Uma infância na Cidade Maravilhosa
Nasci no Rio de Janeiro e fui criada entre os bairros adjacentes de Irajá, Vicente de Carvalho e Madureira, subúrbio carioca. Para mim, nesses bairros o sol brilhava diferente. Os entardeceres quentes de verão convidavam os vizinhos a sentar nas calçadas e jogar conversa fora. Enquanto isso, ali mesmo, as crianças se deliciavam com um sacolé de sabores variados de quase todas as frutas. Esse cenário emoldurava nossas brincadeiras e até hoje embalam as minhas mais doces memórias.
Nessas tardes os “piques” e o “queimado”, pique-esconde, pique-bandeira, pique-tá e por aí vai, sem falar em pular elástico ou corda, estavam sempre presentes. Nessas horas brincávamos com todos os colegas que moravam na rua e, quando faltava mais alguém para completar um time, podíamos sempre contar com um primo ou prima que estava nos visitando.
Naquela época, eu reclamava do calor, do sol quente e do Rio 40 graus – quanta inocência! Eu mal sabia que acabaria morando em um país com temperaturas bem baixas e em alguns momentos sentiria falta do calor. Hoje, sinto uma gostosa nostalgia daquela correria no sol quente que queimava meu pé, quando eu corria desesperadamente para achar um amigo escondido.
Uma boa mistura
Sou filha de uma professora do Ensino Fundamental (de ascendência portuguesa) e um bancário (que, segundo histórias familiares, tem ascendência alemã). E sou neta de uma violinista (de ascendência italiana) que integrava, em sua juventude, a Orquestra Sinfônica da Cidade de Campos – no interior do RJ.
Como não poderia ser diferente dos demais brasileiros, eu me resumo em uma boa mistura. Mistura essa que me possibilitava escutar belas histórias por parte dos meus pais e avó a respeito de seus familiares europeus.
Meu avô materno, português do Porto, era um dos que me fazia viajar por entre as margens do Rio Douro através das suas histórias. Seu jeito de falar “enrolado”, pois era essa a minha visão infantil, era o que mais me atraía e me entusiasmava a conhecer o país de onde ele viera. Isso sem contar com as visitas das tias e dos primos portugueses que atravessavam o oceano para estarem conosco.

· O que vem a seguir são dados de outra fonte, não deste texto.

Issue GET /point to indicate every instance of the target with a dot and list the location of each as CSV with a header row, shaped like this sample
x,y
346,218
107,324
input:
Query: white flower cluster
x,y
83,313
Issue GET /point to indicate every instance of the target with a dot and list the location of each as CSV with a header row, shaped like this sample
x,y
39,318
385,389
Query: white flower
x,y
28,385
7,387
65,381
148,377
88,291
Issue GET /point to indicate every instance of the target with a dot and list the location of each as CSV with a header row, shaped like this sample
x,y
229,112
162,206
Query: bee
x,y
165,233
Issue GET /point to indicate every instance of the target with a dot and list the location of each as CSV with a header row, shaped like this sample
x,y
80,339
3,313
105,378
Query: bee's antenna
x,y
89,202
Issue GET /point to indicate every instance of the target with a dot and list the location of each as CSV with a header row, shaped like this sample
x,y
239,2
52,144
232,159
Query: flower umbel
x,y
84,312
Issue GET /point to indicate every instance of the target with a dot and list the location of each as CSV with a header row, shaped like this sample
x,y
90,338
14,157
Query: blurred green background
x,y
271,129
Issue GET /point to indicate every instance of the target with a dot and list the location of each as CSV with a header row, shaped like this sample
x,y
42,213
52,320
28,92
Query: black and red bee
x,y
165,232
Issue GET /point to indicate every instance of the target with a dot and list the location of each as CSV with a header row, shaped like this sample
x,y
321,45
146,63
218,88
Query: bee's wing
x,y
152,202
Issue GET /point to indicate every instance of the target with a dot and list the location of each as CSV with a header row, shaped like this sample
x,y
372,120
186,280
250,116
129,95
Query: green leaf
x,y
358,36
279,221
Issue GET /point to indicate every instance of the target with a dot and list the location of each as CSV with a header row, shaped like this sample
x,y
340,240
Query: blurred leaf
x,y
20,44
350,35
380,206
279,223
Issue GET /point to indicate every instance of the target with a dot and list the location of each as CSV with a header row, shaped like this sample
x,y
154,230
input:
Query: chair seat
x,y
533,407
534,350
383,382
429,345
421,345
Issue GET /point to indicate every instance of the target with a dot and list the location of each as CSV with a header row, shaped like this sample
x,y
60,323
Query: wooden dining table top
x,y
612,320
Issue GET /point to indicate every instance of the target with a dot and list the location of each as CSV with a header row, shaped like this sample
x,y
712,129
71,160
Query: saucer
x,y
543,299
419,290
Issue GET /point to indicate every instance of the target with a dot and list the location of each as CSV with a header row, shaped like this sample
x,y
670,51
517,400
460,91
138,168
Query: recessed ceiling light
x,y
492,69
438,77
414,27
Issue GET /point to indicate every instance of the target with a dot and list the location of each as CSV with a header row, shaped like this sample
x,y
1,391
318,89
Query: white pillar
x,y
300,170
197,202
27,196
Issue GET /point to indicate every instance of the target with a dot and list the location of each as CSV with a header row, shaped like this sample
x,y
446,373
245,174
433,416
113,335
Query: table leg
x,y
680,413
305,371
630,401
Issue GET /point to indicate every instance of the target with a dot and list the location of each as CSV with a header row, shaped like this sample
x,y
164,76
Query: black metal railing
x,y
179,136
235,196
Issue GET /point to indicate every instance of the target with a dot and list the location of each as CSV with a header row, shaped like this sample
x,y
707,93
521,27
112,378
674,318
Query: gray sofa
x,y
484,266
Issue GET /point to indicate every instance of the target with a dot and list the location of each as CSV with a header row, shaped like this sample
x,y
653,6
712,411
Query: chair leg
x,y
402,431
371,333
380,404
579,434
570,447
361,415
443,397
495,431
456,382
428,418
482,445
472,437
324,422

E assim, em meio a essa miscelânea, a tantas histórias, sentimentos, amores e narrativas, eu fui crescendo. E a cada dia ia sendo despertado em mim o desejo de conhecer todas as línguas e culturas que me fossem possível aprender. Mas quero aqui destacar especialmente a influência de minha mãe e avó na construção da minha identidade profissional e intelectual.
A escolha de uma formação
Mesmo meu pai tendo tentado muito me levar para o mundo da matemática, meu coração nunca conseguiu ser dos números. Com elas, minha mãe e avó, pude aprender a estar em qualquer lugar do mundo, por meio da fantasia e do aguçar dos sentimentos que a literatura nos proporciona. Foi dessa forma que pude compor todo o conhecimento que eu desejava ter. Pude também entender que para cada momento da vida há uma trilha sonora peculiar. Pude perceber que cada etapa vivida, faz parte de uma linda e audaciosa sinfonia que construímos diariamente, sendo a sua completude um eterno desafio.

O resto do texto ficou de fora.